Hip L.A. kids say they don’t want to go to the O.C. because it’s far, unless it’s for Disneyland or the Observatory. You roll your eyes. Forgive them for never having danced to some funk or taken a mere stroll in downtown SanTana to realize OC is just as hip as Echo Park and still muy mexicano, something Echo Park can barely say anymore. Similarly, when you cross into Orange County, you over hear privileged O.C. kids say they aren’t allowed or prefer not to go to L.A. because it’s dangerous. Eyes are rolled again. Los Angeles isn’t all Skid Row and Hawaiian Gardens, you know?

4. You Know Your Way Around SoCal Like A Boss…


Waze and Google Maps got nothing on you! Work, school and your social life have constantly lead you into both Southern California territories‚your sense of direction and odometer definitely show for it. This consistent pull between both counties is also why you’ve grown attached to each one. 

3. …And you’d Rather Drive In Orange County Than Los Angeles


Southern California is full of bottleneck traffic, but Orange County’s freeways are cake in comparison to Los Angeles freeways. Having been scarred from previous L.A. commutes, you let out a sigh of relief when life pulls you into Orange County and the 5 South expands like Moses parting the Red Sea and shit.  You also rest assured that parking will be abundant and free, or at least reasonably priced in comparison to LA. 

2. County Lines Got You Fucked Up

You thought you were part of Orange County until you looked up county lines and realized your whole life has been a lie. Or you thought you were part of Los Angeles until Google Maps proved you are actually an Orange County resident.  Does this mean it’s time to trade in that Dodgers hat for an Angels hat? (And vice versa.) OR you can have both! (See number 10) 

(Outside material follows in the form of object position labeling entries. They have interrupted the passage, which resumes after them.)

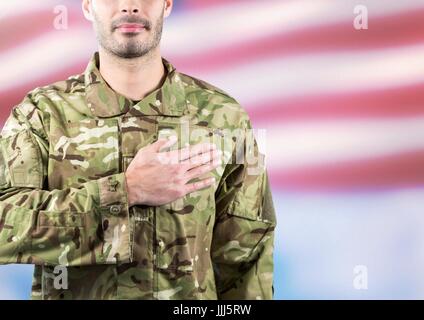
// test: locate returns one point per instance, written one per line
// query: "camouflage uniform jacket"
(63, 199)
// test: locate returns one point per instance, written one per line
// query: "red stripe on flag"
(392, 31)
(386, 103)
(389, 172)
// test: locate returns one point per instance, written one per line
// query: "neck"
(132, 78)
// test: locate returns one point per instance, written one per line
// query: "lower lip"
(130, 29)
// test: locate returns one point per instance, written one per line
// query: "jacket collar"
(103, 101)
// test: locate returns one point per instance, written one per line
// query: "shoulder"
(213, 103)
(39, 104)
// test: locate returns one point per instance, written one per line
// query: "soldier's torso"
(171, 243)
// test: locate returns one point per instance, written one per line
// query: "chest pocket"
(194, 134)
(83, 151)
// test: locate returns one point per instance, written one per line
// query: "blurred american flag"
(343, 108)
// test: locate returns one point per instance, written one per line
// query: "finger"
(191, 151)
(201, 170)
(202, 159)
(164, 143)
(202, 184)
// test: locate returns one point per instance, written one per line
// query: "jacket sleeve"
(71, 227)
(243, 239)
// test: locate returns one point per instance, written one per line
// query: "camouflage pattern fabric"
(63, 197)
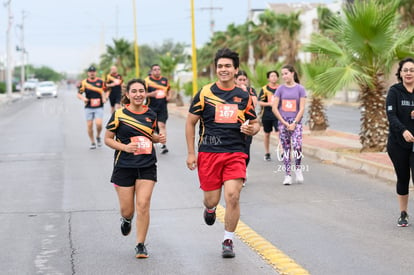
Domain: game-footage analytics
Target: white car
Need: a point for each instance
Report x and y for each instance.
(46, 89)
(30, 84)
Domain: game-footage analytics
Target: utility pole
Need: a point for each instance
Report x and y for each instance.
(8, 47)
(23, 51)
(250, 60)
(211, 9)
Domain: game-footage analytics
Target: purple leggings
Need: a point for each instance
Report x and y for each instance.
(291, 142)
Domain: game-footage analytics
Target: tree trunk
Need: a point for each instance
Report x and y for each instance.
(374, 122)
(318, 120)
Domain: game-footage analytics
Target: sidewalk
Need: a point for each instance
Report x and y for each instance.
(334, 147)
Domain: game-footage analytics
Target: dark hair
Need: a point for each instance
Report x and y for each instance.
(270, 72)
(291, 69)
(241, 73)
(227, 53)
(125, 99)
(400, 64)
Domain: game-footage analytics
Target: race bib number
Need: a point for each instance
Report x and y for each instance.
(289, 105)
(270, 98)
(95, 102)
(160, 94)
(144, 145)
(226, 113)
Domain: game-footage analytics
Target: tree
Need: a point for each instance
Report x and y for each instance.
(366, 46)
(120, 54)
(288, 30)
(318, 119)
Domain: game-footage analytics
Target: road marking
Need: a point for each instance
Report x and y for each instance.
(275, 257)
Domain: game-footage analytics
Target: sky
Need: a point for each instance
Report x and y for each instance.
(69, 35)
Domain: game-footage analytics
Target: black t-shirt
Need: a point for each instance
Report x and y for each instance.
(93, 90)
(138, 126)
(222, 112)
(158, 103)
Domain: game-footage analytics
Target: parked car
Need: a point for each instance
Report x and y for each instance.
(46, 89)
(31, 84)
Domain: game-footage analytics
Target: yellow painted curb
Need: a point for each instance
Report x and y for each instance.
(276, 258)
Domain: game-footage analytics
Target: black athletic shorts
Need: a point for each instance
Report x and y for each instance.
(268, 125)
(126, 177)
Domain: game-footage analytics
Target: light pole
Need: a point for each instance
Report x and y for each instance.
(8, 46)
(23, 50)
(135, 41)
(194, 49)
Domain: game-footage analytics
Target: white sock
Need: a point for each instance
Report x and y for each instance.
(228, 235)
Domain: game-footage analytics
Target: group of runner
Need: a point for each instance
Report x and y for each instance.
(226, 110)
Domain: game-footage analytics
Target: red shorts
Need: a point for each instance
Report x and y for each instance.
(216, 168)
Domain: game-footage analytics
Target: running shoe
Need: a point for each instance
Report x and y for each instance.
(227, 246)
(141, 251)
(99, 142)
(164, 149)
(125, 226)
(287, 180)
(299, 176)
(403, 220)
(210, 216)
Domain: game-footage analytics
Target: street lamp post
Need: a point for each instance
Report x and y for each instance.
(135, 42)
(8, 46)
(194, 49)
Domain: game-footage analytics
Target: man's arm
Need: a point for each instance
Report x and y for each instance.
(190, 138)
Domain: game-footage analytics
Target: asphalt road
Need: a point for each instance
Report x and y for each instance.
(59, 213)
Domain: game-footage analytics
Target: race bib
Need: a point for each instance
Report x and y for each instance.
(270, 98)
(95, 102)
(289, 105)
(144, 145)
(226, 113)
(160, 94)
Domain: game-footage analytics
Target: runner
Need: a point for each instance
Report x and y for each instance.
(269, 121)
(158, 96)
(242, 82)
(223, 110)
(92, 93)
(130, 131)
(400, 113)
(289, 106)
(114, 84)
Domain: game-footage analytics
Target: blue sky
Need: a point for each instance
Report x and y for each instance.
(69, 35)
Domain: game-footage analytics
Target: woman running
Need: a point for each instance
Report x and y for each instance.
(130, 131)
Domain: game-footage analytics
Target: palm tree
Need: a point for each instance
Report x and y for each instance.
(367, 44)
(264, 35)
(120, 54)
(318, 119)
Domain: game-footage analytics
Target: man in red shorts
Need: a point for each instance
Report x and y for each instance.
(226, 114)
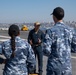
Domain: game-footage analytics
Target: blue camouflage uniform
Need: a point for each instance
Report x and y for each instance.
(23, 55)
(57, 46)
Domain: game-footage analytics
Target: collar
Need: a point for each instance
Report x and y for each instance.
(59, 23)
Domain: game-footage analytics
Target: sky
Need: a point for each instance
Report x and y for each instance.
(25, 11)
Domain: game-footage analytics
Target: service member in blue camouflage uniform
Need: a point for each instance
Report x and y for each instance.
(18, 54)
(57, 45)
(35, 38)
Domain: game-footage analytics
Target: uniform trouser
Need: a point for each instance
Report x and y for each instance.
(39, 53)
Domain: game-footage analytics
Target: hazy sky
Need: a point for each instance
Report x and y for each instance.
(19, 11)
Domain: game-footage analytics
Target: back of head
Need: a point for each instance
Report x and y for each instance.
(37, 24)
(13, 30)
(58, 12)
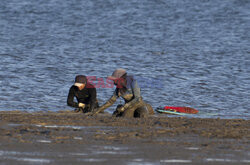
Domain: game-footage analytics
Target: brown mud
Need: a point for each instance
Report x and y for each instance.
(65, 137)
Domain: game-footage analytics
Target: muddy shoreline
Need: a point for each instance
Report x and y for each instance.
(104, 139)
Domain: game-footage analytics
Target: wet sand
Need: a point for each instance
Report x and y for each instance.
(66, 137)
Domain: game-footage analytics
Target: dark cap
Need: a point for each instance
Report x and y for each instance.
(81, 79)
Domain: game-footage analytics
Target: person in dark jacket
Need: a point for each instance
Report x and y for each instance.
(85, 94)
(128, 89)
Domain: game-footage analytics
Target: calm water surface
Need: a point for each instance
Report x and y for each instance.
(198, 50)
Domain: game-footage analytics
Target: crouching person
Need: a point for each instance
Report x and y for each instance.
(128, 89)
(85, 94)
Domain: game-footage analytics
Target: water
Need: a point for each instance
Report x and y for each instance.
(198, 49)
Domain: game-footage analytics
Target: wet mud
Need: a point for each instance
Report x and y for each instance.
(66, 137)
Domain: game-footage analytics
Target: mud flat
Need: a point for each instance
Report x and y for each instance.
(65, 137)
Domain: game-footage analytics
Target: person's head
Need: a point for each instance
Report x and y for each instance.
(80, 81)
(118, 76)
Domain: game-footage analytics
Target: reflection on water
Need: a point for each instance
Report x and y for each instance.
(198, 49)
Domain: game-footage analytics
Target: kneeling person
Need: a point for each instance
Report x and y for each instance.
(128, 89)
(85, 94)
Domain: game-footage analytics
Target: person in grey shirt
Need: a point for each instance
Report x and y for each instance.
(128, 89)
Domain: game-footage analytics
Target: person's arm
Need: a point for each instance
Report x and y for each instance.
(137, 96)
(70, 100)
(92, 98)
(110, 102)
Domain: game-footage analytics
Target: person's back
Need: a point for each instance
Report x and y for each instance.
(84, 93)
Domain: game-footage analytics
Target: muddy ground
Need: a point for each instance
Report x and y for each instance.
(73, 138)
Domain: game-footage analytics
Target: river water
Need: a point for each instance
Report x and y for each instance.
(192, 53)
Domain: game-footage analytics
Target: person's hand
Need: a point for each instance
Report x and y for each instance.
(81, 105)
(120, 109)
(94, 112)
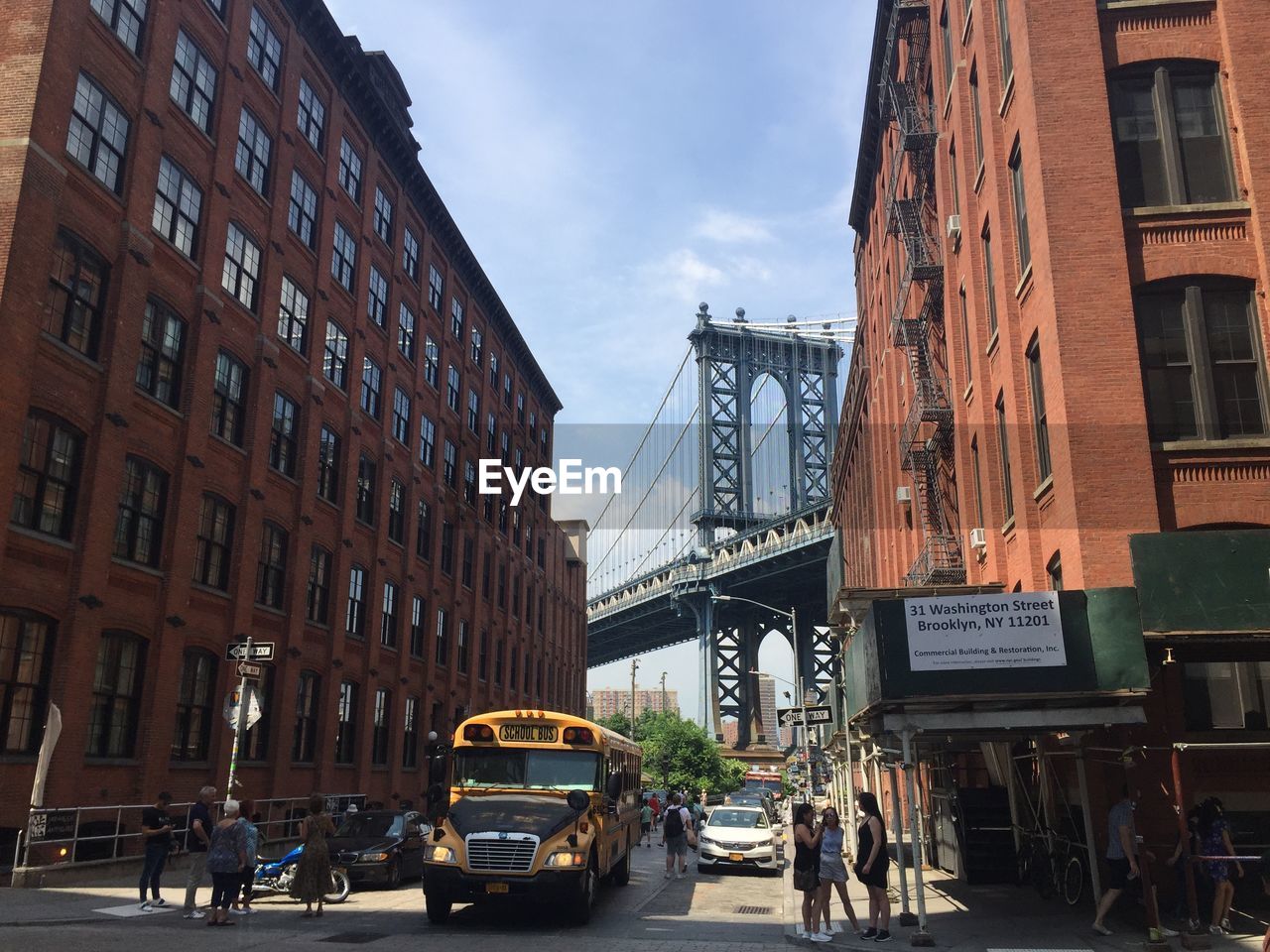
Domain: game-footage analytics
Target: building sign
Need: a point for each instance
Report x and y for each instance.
(962, 633)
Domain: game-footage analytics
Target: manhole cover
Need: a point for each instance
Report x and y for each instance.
(354, 938)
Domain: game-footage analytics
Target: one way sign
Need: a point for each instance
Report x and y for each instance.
(793, 716)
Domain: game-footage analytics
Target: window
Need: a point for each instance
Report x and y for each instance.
(26, 656)
(1225, 694)
(229, 399)
(436, 287)
(349, 175)
(98, 134)
(411, 254)
(193, 81)
(213, 543)
(453, 385)
(194, 712)
(327, 465)
(1007, 489)
(345, 722)
(304, 742)
(1020, 195)
(411, 735)
(371, 382)
(405, 333)
(303, 209)
(418, 621)
(427, 440)
(117, 682)
(366, 474)
(264, 50)
(125, 18)
(318, 594)
(76, 294)
(271, 572)
(294, 316)
(1202, 362)
(143, 499)
(377, 298)
(163, 339)
(343, 257)
(388, 617)
(178, 203)
(354, 619)
(423, 531)
(402, 416)
(312, 117)
(44, 499)
(384, 216)
(443, 656)
(1007, 54)
(380, 728)
(1040, 426)
(431, 361)
(241, 267)
(1170, 136)
(252, 157)
(397, 512)
(334, 363)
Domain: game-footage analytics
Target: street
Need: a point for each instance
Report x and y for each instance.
(652, 914)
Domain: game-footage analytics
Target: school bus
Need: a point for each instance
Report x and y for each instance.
(540, 805)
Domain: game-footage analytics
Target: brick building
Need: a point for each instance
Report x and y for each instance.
(1061, 275)
(252, 367)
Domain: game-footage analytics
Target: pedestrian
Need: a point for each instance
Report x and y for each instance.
(871, 867)
(253, 848)
(157, 829)
(807, 870)
(1215, 841)
(312, 881)
(226, 858)
(198, 835)
(833, 871)
(675, 837)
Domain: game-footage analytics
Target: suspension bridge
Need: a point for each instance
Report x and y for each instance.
(726, 493)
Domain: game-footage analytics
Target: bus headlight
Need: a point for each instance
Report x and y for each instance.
(567, 860)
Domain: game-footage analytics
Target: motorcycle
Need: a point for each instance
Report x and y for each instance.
(275, 876)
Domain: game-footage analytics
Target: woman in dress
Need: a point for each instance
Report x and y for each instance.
(807, 870)
(312, 881)
(833, 871)
(871, 869)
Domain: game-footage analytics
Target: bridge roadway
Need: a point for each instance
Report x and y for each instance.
(780, 562)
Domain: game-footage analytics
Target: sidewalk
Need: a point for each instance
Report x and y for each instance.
(992, 919)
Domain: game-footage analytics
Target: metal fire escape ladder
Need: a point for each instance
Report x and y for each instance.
(926, 435)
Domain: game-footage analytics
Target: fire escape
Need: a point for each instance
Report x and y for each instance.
(926, 435)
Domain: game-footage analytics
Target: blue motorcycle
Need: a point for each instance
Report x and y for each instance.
(275, 876)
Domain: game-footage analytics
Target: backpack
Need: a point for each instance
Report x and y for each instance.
(674, 823)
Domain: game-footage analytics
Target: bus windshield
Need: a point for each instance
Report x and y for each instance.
(527, 770)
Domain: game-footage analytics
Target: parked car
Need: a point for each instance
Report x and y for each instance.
(738, 837)
(380, 847)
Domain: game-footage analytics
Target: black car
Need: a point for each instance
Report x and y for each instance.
(380, 847)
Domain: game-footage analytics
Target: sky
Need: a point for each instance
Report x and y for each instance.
(613, 164)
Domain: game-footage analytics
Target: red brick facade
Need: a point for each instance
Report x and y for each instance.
(520, 595)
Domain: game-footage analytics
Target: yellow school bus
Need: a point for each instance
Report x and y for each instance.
(540, 805)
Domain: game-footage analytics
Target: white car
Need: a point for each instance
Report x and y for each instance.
(738, 837)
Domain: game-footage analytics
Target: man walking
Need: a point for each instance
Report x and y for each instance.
(157, 832)
(198, 835)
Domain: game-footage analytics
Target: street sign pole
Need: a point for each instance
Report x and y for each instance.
(241, 724)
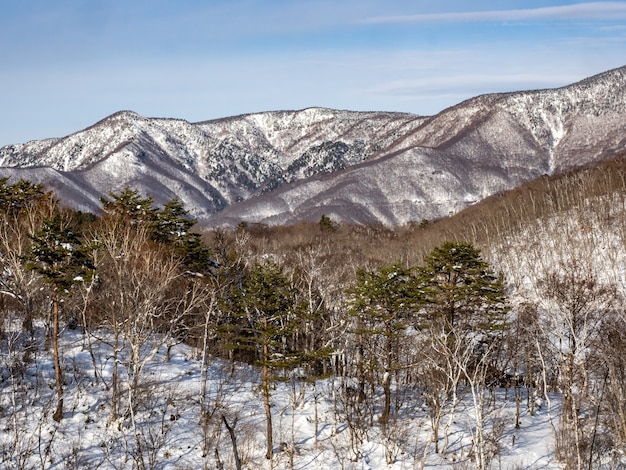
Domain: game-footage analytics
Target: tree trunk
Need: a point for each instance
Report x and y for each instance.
(58, 414)
(233, 439)
(266, 403)
(384, 417)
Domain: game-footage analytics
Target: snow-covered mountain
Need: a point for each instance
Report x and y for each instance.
(285, 166)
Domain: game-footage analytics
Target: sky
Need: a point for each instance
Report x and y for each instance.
(66, 64)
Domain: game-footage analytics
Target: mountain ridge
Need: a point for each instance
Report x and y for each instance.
(280, 167)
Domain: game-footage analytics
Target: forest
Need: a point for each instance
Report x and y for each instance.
(517, 300)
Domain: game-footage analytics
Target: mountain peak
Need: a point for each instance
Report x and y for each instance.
(285, 166)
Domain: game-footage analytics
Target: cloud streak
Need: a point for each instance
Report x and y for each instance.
(580, 11)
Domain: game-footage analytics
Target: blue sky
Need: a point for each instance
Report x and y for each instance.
(66, 64)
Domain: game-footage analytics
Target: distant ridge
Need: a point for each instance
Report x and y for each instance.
(281, 167)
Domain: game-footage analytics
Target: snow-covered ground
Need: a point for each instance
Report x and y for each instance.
(175, 425)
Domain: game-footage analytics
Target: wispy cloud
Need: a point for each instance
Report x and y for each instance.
(596, 11)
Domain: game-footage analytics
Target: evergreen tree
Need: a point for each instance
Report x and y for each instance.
(172, 226)
(381, 303)
(461, 290)
(59, 256)
(264, 315)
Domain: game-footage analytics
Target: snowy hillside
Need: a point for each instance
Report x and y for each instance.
(284, 166)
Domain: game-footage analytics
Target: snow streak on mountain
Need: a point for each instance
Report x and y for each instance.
(285, 166)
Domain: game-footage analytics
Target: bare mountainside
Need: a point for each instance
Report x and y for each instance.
(360, 167)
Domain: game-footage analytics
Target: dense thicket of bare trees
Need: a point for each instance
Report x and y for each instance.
(414, 317)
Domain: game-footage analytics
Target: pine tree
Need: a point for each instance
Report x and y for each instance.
(382, 302)
(462, 291)
(264, 315)
(59, 256)
(172, 226)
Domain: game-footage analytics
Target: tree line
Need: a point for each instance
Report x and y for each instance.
(441, 330)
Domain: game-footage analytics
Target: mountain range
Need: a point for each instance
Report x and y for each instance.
(282, 167)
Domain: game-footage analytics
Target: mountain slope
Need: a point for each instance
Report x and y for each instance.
(284, 166)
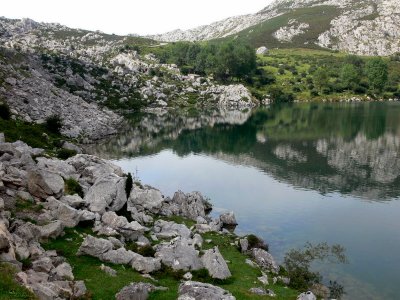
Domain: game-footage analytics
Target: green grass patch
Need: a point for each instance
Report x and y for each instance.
(10, 289)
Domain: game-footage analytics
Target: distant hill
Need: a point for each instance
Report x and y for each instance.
(369, 27)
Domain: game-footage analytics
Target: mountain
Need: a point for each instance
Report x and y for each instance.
(90, 79)
(370, 27)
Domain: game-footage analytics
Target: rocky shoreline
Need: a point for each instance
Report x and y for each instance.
(38, 203)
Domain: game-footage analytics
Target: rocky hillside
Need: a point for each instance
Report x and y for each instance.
(361, 27)
(118, 237)
(90, 79)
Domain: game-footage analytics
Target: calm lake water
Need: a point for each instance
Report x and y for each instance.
(305, 172)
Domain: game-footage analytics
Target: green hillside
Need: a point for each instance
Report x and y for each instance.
(318, 18)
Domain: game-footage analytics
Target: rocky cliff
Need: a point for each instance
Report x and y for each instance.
(91, 78)
(361, 27)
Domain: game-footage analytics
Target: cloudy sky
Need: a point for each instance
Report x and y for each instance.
(130, 16)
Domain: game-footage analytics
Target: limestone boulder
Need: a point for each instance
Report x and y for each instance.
(107, 193)
(42, 184)
(215, 264)
(198, 290)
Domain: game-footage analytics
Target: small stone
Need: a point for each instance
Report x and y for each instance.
(108, 270)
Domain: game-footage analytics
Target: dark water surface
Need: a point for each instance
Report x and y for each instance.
(306, 172)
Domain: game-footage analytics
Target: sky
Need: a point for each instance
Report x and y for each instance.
(130, 16)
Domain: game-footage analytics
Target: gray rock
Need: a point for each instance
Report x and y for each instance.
(63, 272)
(74, 201)
(73, 147)
(43, 184)
(228, 219)
(120, 256)
(107, 193)
(136, 291)
(130, 230)
(68, 216)
(263, 279)
(215, 264)
(146, 264)
(92, 168)
(108, 270)
(262, 292)
(192, 290)
(167, 230)
(94, 247)
(306, 296)
(191, 205)
(147, 198)
(244, 245)
(79, 289)
(265, 260)
(179, 254)
(44, 264)
(51, 230)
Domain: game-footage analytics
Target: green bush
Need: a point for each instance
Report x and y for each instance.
(5, 112)
(73, 187)
(54, 124)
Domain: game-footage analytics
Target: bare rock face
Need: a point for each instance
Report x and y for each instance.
(146, 198)
(168, 230)
(137, 291)
(94, 246)
(215, 264)
(42, 184)
(265, 260)
(306, 296)
(198, 290)
(179, 254)
(191, 205)
(130, 230)
(107, 193)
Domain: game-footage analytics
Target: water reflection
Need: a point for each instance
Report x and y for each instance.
(348, 148)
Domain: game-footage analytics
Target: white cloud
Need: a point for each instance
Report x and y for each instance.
(130, 16)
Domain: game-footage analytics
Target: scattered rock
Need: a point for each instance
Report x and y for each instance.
(198, 290)
(265, 260)
(215, 264)
(306, 296)
(94, 246)
(108, 270)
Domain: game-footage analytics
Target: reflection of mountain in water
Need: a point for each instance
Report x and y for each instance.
(352, 149)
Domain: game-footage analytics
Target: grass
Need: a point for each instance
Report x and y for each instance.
(102, 286)
(35, 135)
(10, 289)
(318, 18)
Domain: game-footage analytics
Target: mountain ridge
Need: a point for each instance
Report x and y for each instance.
(368, 28)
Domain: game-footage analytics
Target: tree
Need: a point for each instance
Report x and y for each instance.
(377, 73)
(349, 76)
(321, 78)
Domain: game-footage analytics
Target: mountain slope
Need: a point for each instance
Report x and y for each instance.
(369, 27)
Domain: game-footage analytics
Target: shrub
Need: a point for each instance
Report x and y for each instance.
(73, 187)
(54, 124)
(5, 112)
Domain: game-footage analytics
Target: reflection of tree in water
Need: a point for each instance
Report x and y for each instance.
(350, 148)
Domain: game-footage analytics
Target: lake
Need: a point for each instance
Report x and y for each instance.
(297, 173)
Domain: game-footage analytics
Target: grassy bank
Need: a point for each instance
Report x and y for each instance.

1. No One Outside SoCal Has Heard Of Your City

When traveling internationally, no one knows where your middle ground town is. Heck, I’ve even had fellow SoCal residents ask me where my hometown of Whittier was. You end up telling people you live either in Los Angeles or by Disneyland just to get past the road block in the conversation, but deep down in your heart you know neither one of these answers suffice.